A Polícia Federal cumpriu nesta terça-feira (16) onze mandados de busca e apreensão em Mato Grosso e em outros quatro estados durante a Operação Opções Binárias, voltada a investigar um esquema criminoso que contratava influenciadores digitais para divulgar plataformas ilegais de apostas. Os suspeitos são investigados por crimes contra o Sistema Financeiro Nacional, incluindo lavagem de dinheiro, evasão de divisas, sonegação fiscal e estelionato digital.
Os mandados foram cumpridos em Barra do Bugres (MT), São Fidélis (RJ), Rio de Janeiro (RJ), Campos dos Goytacazes (RJ), Goiânia (GO), Manaus (AM) e Santana de Parnaíba (SP). Segundo a PF, parte do grupo comprava serviços de manipulação de plataformas de opções binárias de contatos chineses, que eram revendidos a clientes com a promessa de ganhos altos e rápidos.
Outra frente da investigação aponta que influenciadores digitais eram contratados para divulgar essas plataformas nas redes sociais. Os contratos previam que os investigados lucrariam com as perdas dos apostadores atraídos pelos influenciadores. Um terceiro núcleo do grupo teria criado uma plataforma própria de opções binárias para captar clientes, mas, quando os usuários conseguiam lucro, as contas eram bloqueadas e os saques travados, impedindo a retirada do dinheiro.
Além das buscas, a Justiça determinou medidas cautelares contra quatro investigados, incluindo proibição de atuar em plataformas de investimentos, apostas e jogos online, recolhimento domiciliar à noite e nos fins de semana, impedimento de deixar a cidade de residência e monitoramento por tornozeleira eletrônica. Também foi autorizado o sequestro de veículos, valores em contas bancárias e aplicações financeiras. Três empresas são alvo das medidas, sendo que duas tiveram as atividades suspensas.

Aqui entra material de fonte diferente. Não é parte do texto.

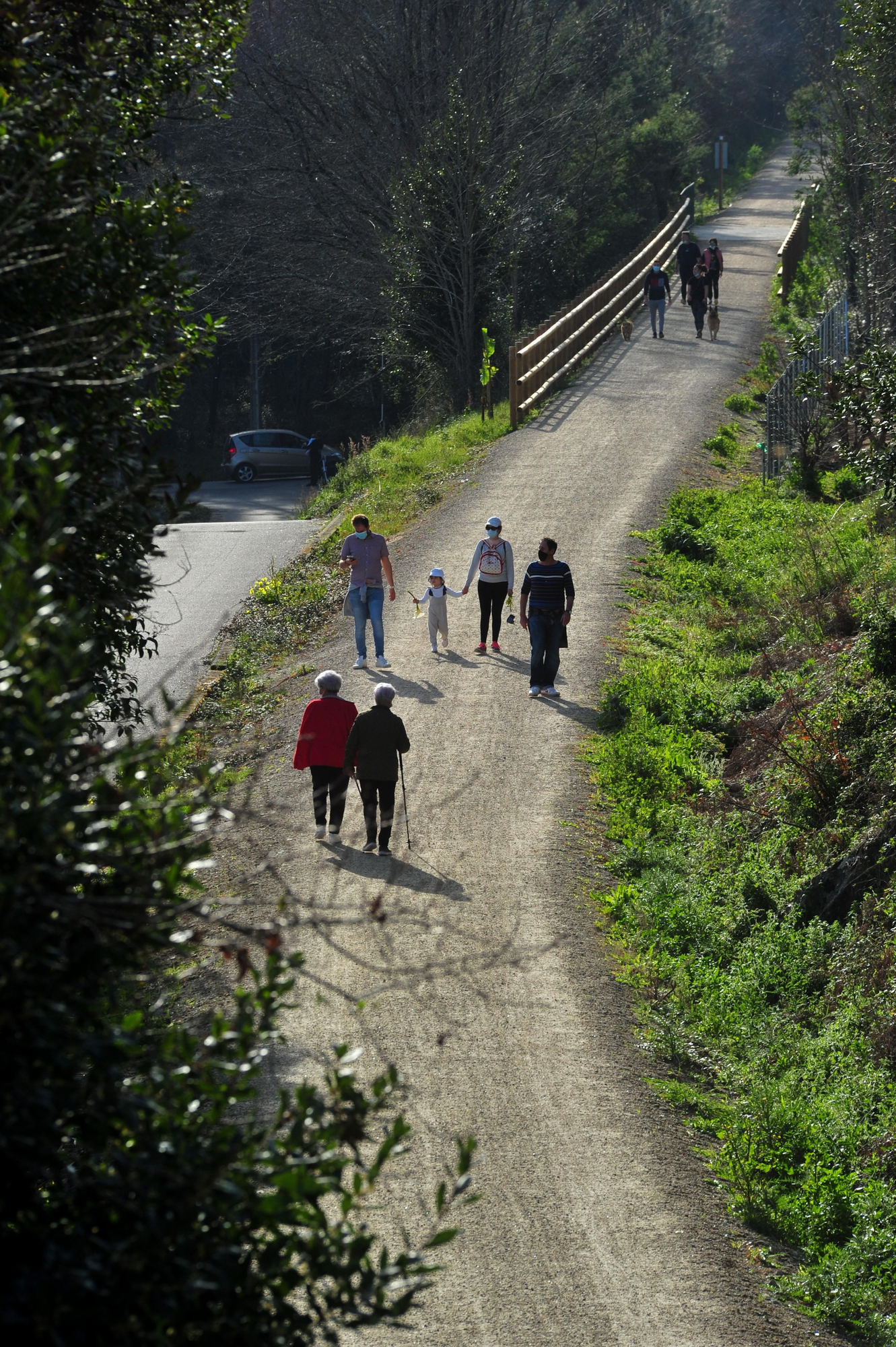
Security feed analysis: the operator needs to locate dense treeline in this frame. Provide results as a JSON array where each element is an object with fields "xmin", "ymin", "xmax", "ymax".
[
  {"xmin": 167, "ymin": 0, "xmax": 811, "ymax": 463},
  {"xmin": 0, "ymin": 0, "xmax": 472, "ymax": 1347}
]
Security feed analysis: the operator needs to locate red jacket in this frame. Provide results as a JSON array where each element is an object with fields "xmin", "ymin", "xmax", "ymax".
[
  {"xmin": 292, "ymin": 696, "xmax": 358, "ymax": 772},
  {"xmin": 703, "ymin": 244, "xmax": 725, "ymax": 276}
]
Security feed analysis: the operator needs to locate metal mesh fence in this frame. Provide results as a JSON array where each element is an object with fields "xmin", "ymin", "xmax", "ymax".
[{"xmin": 763, "ymin": 295, "xmax": 849, "ymax": 477}]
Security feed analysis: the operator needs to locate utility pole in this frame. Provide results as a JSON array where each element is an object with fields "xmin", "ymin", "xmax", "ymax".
[
  {"xmin": 380, "ymin": 350, "xmax": 386, "ymax": 435},
  {"xmin": 249, "ymin": 333, "xmax": 261, "ymax": 430},
  {"xmin": 716, "ymin": 136, "xmax": 728, "ymax": 210}
]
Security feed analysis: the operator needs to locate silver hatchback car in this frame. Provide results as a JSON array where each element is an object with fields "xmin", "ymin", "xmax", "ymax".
[{"xmin": 221, "ymin": 430, "xmax": 345, "ymax": 482}]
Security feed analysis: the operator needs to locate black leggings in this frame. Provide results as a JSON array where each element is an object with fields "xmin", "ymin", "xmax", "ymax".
[
  {"xmin": 361, "ymin": 781, "xmax": 399, "ymax": 846},
  {"xmin": 479, "ymin": 581, "xmax": 507, "ymax": 645},
  {"xmin": 311, "ymin": 766, "xmax": 349, "ymax": 828}
]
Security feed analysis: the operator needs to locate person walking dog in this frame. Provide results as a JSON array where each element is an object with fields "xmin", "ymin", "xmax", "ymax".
[
  {"xmin": 292, "ymin": 669, "xmax": 358, "ymax": 842},
  {"xmin": 687, "ymin": 263, "xmax": 706, "ymax": 337},
  {"xmin": 703, "ymin": 238, "xmax": 725, "ymax": 300},
  {"xmin": 519, "ymin": 537, "xmax": 576, "ymax": 696},
  {"xmin": 460, "ymin": 515, "xmax": 514, "ymax": 655},
  {"xmin": 411, "ymin": 566, "xmax": 461, "ymax": 655},
  {"xmin": 339, "ymin": 515, "xmax": 396, "ymax": 669},
  {"xmin": 675, "ymin": 229, "xmax": 699, "ymax": 304},
  {"xmin": 644, "ymin": 261, "xmax": 671, "ymax": 337},
  {"xmin": 343, "ymin": 683, "xmax": 411, "ymax": 855}
]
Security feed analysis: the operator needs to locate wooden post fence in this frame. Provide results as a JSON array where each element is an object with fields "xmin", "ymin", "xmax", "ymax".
[{"xmin": 507, "ymin": 194, "xmax": 693, "ymax": 430}]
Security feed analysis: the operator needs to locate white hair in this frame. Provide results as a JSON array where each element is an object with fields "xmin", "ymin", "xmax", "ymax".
[{"xmin": 315, "ymin": 669, "xmax": 342, "ymax": 692}]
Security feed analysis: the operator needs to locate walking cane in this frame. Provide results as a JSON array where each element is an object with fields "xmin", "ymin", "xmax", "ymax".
[{"xmin": 399, "ymin": 753, "xmax": 411, "ymax": 850}]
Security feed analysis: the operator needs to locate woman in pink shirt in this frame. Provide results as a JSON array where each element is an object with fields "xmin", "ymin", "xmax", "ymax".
[{"xmin": 339, "ymin": 515, "xmax": 396, "ymax": 669}]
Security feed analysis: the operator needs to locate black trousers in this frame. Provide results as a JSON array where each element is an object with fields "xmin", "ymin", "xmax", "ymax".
[
  {"xmin": 477, "ymin": 581, "xmax": 507, "ymax": 644},
  {"xmin": 311, "ymin": 766, "xmax": 349, "ymax": 828},
  {"xmin": 361, "ymin": 781, "xmax": 399, "ymax": 846}
]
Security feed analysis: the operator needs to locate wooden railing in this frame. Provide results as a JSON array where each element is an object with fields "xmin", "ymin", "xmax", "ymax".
[
  {"xmin": 507, "ymin": 187, "xmax": 693, "ymax": 430},
  {"xmin": 778, "ymin": 187, "xmax": 813, "ymax": 304}
]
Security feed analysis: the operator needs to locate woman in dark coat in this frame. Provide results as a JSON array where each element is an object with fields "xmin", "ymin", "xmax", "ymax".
[
  {"xmin": 343, "ymin": 683, "xmax": 411, "ymax": 855},
  {"xmin": 687, "ymin": 263, "xmax": 706, "ymax": 337},
  {"xmin": 292, "ymin": 669, "xmax": 358, "ymax": 842}
]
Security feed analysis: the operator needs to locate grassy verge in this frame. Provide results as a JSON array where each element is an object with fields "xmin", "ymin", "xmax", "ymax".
[{"xmin": 585, "ymin": 474, "xmax": 896, "ymax": 1344}]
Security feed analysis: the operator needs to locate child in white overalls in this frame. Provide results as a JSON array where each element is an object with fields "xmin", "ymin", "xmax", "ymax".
[{"xmin": 411, "ymin": 566, "xmax": 460, "ymax": 653}]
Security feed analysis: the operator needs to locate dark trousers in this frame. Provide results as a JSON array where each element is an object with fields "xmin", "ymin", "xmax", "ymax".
[
  {"xmin": 311, "ymin": 766, "xmax": 349, "ymax": 828},
  {"xmin": 477, "ymin": 581, "xmax": 507, "ymax": 643},
  {"xmin": 528, "ymin": 607, "xmax": 563, "ymax": 687},
  {"xmin": 361, "ymin": 781, "xmax": 397, "ymax": 846}
]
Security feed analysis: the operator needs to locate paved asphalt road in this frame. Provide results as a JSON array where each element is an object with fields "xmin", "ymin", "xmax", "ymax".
[
  {"xmin": 215, "ymin": 152, "xmax": 831, "ymax": 1347},
  {"xmin": 131, "ymin": 480, "xmax": 319, "ymax": 715}
]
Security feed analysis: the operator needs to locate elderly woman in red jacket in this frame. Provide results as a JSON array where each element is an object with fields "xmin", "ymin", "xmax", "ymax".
[{"xmin": 292, "ymin": 669, "xmax": 358, "ymax": 842}]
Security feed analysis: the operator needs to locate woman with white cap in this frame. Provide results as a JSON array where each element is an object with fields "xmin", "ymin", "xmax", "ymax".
[{"xmin": 460, "ymin": 515, "xmax": 514, "ymax": 655}]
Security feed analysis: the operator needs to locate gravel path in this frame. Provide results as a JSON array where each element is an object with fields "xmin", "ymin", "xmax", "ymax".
[{"xmin": 227, "ymin": 154, "xmax": 831, "ymax": 1347}]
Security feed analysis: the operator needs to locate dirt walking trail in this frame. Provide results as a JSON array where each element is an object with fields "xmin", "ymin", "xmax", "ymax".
[{"xmin": 228, "ymin": 154, "xmax": 830, "ymax": 1347}]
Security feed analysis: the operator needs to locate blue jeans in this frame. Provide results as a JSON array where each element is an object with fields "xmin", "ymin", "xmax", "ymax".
[
  {"xmin": 528, "ymin": 607, "xmax": 563, "ymax": 687},
  {"xmin": 349, "ymin": 585, "xmax": 384, "ymax": 659}
]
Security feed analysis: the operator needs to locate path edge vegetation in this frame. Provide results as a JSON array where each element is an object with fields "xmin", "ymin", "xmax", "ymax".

As investigações começaram após a PF identificar sinais de enriquecimento ilícito de influenciadores de São Fidélis (RJ). Em cerca de dois anos, um dos investigados recebeu mais de R$ 28,3 milhões sem comprovação de origem. Estima-se que o grupo tenha movimentado mais de R$ 50 milhões de forma ilegal. A apuração também indica que integrantes da organização já atuavam anteriormente na gestão de casas de apostas online sem regulação.
As chamadas plataformas de opções binárias funcionam como apostas de curto prazo sobre a alta ou queda de ativos, como moedas e criptomoedas, sem a compra efetiva desses ativos. A atividade não é regulamentada no Brasil pela Comissão de Valores Mobiliários (CVM) e é considerada de alto risco, segundo a PF.